The European Commission has initiated an investigation into subsidies provided to suppliers of Chinese wind turbines intended for Europe.
The action is part of the EU’s broader strategy to protect its domestic companies from low-cost clean technology imports.
The announcement was made as Chinese wind turbine makers are making significant headway and securing orders in Europe.
The wind power investigation will utilise new EU powers, effective from July 2023, that enable the commission to determine whether foreign subsidies enable businesses to make unduly advantageous bids in public tenders.
The commission will scrutinise the development conditions of wind parks in Spain, Greece, France, Romania and Bulgaria, as stated by EU anti-trust commissioner Margrethe Vestager.
The investigation was announced by Vestager during a lecture at Princeton University in New Jersey in the US.
Vestager announced: “We are launching a new inquiry into Chinese suppliers of wind turbines.
“We are making full use of the tools that we have. We need more than a case-by-case approach. We need a systematic approach, and we need it before it is too late.
“We can’t afford to see what happened on solar panels happening again on electric vehicles [EVs], wind or essential chips.
“Let me be clear: the investments that we put in our supply chains, the investigations that we run, or the new tools we have developed – those are not meant to constrain China’s success.
“They are meant to restore fairness in our economic relations. Everyone is welcome to be successful. Everyone is welcome to trade with Europe, but they have to play by the rules.”
The specific Chinese companies under scrutiny have not been disclosed.
European manufacturers such as Siemens Energy and Vestas, which predominantly supply Europe’s wind turbines, are facing increased competition from Chinese companies.
This poses a potential threat to their positions in the global market for the development of cost-effective and efficient wind turbines.
WindEurope, an industry lobby group with members including Vestas, Siemens Energy and Nordex, has expressed support for the commission’s probe.
The group has observed that Chinese turbines are being offered in Europe at prices up to 50% lower than those produced within Europe.
Chinese manufacturers are also providing turbines with deferred payments, allowing wind farm operators to pay nothing until three years of revenue have been generated.

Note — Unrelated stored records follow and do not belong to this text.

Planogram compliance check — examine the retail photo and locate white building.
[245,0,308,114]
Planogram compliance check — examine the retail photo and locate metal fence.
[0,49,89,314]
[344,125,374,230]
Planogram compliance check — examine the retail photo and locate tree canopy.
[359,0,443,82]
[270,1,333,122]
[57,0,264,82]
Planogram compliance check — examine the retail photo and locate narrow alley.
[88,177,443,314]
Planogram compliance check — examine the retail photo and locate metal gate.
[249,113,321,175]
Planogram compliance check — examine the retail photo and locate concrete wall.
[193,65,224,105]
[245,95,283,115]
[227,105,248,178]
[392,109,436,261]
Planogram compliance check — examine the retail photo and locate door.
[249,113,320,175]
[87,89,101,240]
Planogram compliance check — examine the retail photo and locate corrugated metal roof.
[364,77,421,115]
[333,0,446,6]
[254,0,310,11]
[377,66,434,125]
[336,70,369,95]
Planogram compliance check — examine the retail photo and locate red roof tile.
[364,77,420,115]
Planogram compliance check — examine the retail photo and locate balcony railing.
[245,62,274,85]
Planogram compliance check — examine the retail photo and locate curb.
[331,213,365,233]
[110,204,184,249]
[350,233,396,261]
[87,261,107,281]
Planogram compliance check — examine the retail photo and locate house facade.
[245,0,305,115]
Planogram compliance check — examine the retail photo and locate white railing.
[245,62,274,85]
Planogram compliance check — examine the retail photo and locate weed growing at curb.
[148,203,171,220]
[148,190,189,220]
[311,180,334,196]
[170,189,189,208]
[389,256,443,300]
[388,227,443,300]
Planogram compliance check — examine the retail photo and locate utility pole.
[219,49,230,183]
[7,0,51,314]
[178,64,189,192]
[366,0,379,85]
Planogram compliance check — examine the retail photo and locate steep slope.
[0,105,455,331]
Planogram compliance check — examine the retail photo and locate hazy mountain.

Critics of China’s trade policies draw parallels with the European solar market, which is experiencing a severe crisis that has pushed several local manufacturers to the edge of bankruptcy.
Chinese vendors benefit from a robust domestic market, with local developers ordering wind turbines with a capacity of 100GW in 2023.
This figure contrasts with the EU’s annual target of 29GW to meet its 2024 climate and energy goals, Reuters has reported.
The commission is also considering tariffs on Chinese EV imports, citing evidence of subsidy benefits.
Under OECD free trade rules, European manufacturers are prohibited from using state-backed financing to offer lower prices or deferred payments.
The China Chamber of Commerce to the EU stated: “We express profound dissatisfaction with the lack of transparency in the EU side’s intervention in the regular business and development of Chinese enterprises in the bloc.
“This action sends a detrimental signal to the world, suggesting discrimination against Chinese enterprises and endorsing protectionism.”